The appropriate use of sedatives in patients under mechanical ventilation helps to reduce patient distress, discomfort, accidental self-extubation, as well as O2 consumption. However, sedatives are often overused in these patients. A multicenter study found that clinicians assessed only 43% of ventilated patients for the need of sedation but used sedatives in 72% of these patients. Similarly, only 42% of ventilated patients were assessed for the need of analgesia but 90% of these patients were given opioids9. 40%-50% of patients who were assessed for the need of sedation and analgesia were actually in a deep state of sedation.
Sedation, especially over-sedation, lowers the patient's respiratory drive and is predictive of ineffective triggering that is related to increased duration of mechanical ventilation10. Over-sedation can cause diaphragmatic inactivity. The combination of diaphragmatic inactivity and mechanical ventilation for 18-69 hours can result in marked atrophy of human diaphragm myofibers11.
Avoidance of over-sedation has been proven to be useful in shortening the duration of mechanical ventilation in many studies. Some clinicians have used protocol-based sedation/analgesia management to avoid over-sedation, and found that these patients needed fewer ventilator days12,13. Others introduced daily interruption of sedatives and were able to reduce ventilator days14. Some even proposed no sedation for ventilated patients and were able to show shortened ventilator days, but the patients with no sedation had a higher chance of agitated delirium (one in five patients)15.

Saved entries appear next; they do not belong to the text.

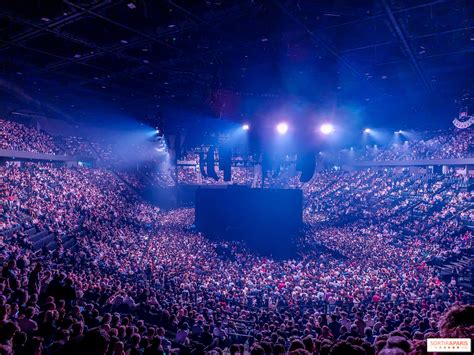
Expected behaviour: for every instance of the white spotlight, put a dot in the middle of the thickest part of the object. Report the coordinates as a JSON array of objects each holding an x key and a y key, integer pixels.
[
  {"x": 326, "y": 128},
  {"x": 282, "y": 128}
]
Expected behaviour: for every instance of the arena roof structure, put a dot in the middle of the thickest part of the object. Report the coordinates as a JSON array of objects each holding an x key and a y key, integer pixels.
[{"x": 141, "y": 55}]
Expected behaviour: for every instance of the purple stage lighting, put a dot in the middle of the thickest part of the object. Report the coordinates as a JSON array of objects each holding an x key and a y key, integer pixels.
[
  {"x": 326, "y": 128},
  {"x": 282, "y": 128}
]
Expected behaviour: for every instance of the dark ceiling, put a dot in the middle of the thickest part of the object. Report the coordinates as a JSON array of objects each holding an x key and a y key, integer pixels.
[{"x": 226, "y": 58}]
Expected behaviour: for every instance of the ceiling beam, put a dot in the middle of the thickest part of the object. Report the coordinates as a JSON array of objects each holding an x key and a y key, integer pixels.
[
  {"x": 121, "y": 25},
  {"x": 63, "y": 20},
  {"x": 405, "y": 45}
]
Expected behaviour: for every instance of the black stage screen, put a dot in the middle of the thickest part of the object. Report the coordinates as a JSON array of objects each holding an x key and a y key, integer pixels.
[{"x": 266, "y": 219}]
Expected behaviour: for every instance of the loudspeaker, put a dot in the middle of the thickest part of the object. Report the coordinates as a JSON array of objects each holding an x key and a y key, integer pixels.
[
  {"x": 201, "y": 164},
  {"x": 211, "y": 172},
  {"x": 306, "y": 163},
  {"x": 225, "y": 161}
]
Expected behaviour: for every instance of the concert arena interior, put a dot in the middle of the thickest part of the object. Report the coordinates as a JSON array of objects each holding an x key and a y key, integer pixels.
[{"x": 236, "y": 177}]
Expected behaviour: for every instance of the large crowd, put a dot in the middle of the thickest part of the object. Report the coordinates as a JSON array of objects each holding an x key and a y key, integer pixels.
[{"x": 91, "y": 268}]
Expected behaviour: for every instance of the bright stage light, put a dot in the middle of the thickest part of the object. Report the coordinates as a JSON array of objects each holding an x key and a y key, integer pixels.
[
  {"x": 282, "y": 128},
  {"x": 326, "y": 128}
]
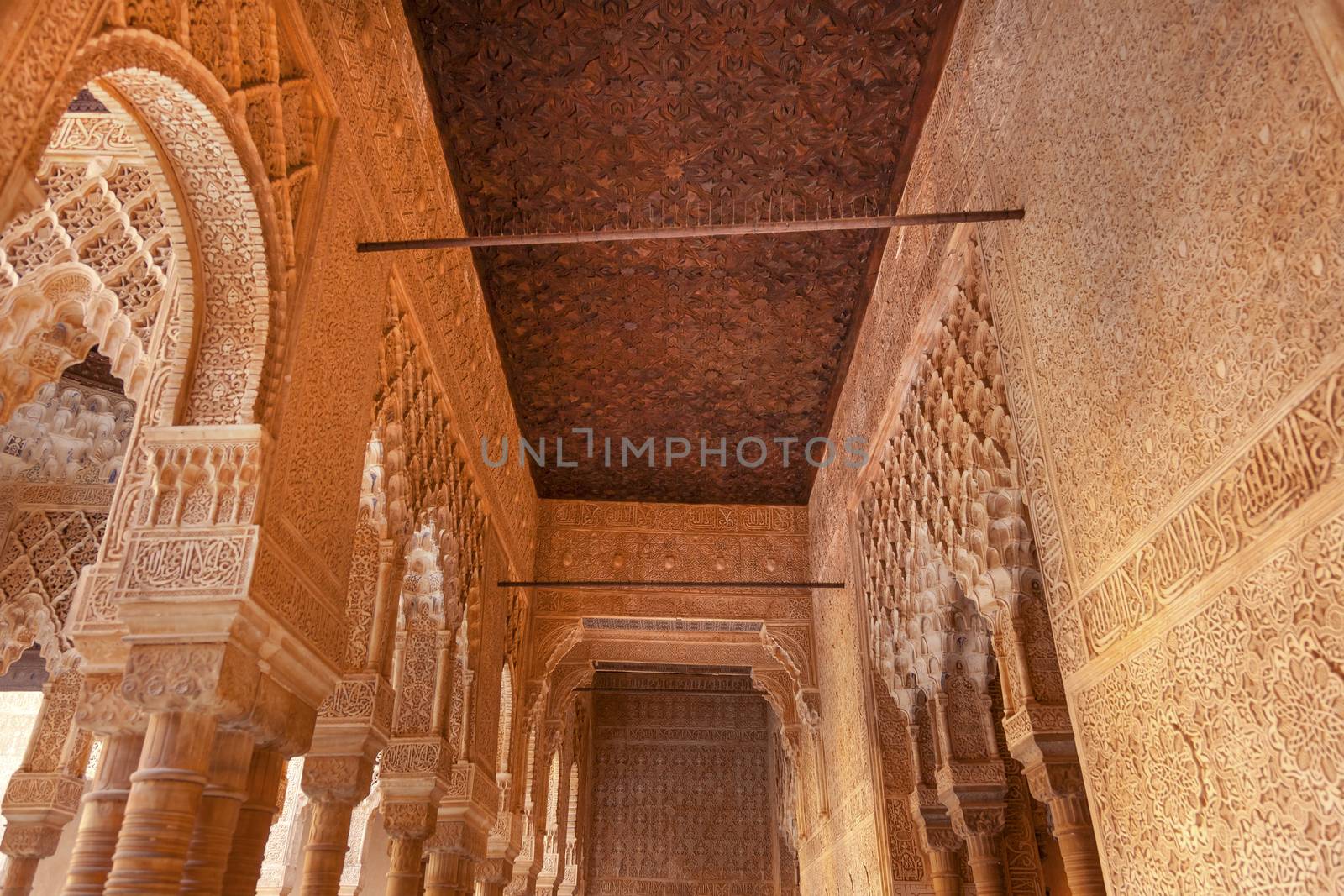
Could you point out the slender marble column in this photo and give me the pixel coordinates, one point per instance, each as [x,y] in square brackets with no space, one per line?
[403,872]
[104,809]
[945,872]
[203,875]
[1072,825]
[443,875]
[19,872]
[161,808]
[328,839]
[985,864]
[255,821]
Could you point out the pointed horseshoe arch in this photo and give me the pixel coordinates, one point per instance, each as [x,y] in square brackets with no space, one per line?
[226,226]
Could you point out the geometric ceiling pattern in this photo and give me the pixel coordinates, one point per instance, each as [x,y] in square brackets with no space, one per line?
[568,113]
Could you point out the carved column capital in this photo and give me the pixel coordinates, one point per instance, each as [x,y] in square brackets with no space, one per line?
[340,779]
[105,710]
[409,820]
[1055,779]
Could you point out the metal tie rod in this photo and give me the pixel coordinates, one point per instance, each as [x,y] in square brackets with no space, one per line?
[642,584]
[873,222]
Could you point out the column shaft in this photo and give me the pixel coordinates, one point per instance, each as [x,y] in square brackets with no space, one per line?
[944,872]
[255,820]
[987,866]
[324,856]
[19,872]
[403,872]
[1072,825]
[104,809]
[441,875]
[161,808]
[203,873]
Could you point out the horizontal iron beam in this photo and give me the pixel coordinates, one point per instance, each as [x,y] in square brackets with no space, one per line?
[702,694]
[605,584]
[696,231]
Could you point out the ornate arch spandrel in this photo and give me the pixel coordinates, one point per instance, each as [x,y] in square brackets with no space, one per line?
[226,214]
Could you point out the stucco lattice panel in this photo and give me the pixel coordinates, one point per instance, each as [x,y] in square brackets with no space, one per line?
[584,540]
[1220,745]
[705,107]
[1200,307]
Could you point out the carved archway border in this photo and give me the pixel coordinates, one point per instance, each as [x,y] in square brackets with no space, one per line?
[232,286]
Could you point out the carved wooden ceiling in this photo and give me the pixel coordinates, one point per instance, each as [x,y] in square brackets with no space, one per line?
[591,112]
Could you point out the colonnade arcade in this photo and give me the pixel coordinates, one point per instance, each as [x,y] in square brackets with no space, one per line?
[273,621]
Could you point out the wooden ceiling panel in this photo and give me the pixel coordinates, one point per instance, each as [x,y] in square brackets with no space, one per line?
[568,113]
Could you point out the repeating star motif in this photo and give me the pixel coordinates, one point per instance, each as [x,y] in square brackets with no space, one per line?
[564,113]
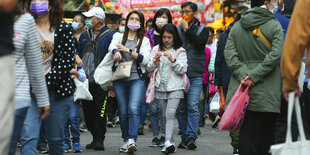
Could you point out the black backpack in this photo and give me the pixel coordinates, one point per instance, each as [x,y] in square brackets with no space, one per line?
[91,54]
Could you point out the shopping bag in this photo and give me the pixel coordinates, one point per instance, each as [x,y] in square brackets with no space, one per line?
[215,103]
[233,116]
[82,92]
[301,147]
[150,92]
[222,98]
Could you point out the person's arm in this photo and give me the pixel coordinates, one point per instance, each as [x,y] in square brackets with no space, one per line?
[238,69]
[7,6]
[219,58]
[297,40]
[199,41]
[271,60]
[35,68]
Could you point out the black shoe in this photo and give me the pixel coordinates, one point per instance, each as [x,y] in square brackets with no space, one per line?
[91,145]
[140,130]
[191,144]
[183,145]
[43,149]
[236,151]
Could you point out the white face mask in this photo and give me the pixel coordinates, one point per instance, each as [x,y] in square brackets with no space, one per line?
[161,22]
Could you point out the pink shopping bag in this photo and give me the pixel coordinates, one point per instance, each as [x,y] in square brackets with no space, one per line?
[233,116]
[150,92]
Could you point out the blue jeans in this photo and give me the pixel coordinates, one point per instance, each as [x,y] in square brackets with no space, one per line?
[156,118]
[54,126]
[130,95]
[187,112]
[20,115]
[74,121]
[143,112]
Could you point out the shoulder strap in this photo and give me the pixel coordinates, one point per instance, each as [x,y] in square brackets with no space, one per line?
[200,30]
[103,35]
[258,32]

Clinicians should not use sedatives as the first choice in managing patient-ventilator asynchrony. Reassess the ventilator settings first. When sedatives and analgesics are needed, attention needs to be paid to avoid over-sedation in order to facilitate a faster weaning from mechanical ventilation. Review Clinical Practice Guidelines for the Sustained Use of Sedatives and Analgesics in the Critically Ill Adult from the Society of Critical Care Medicine16.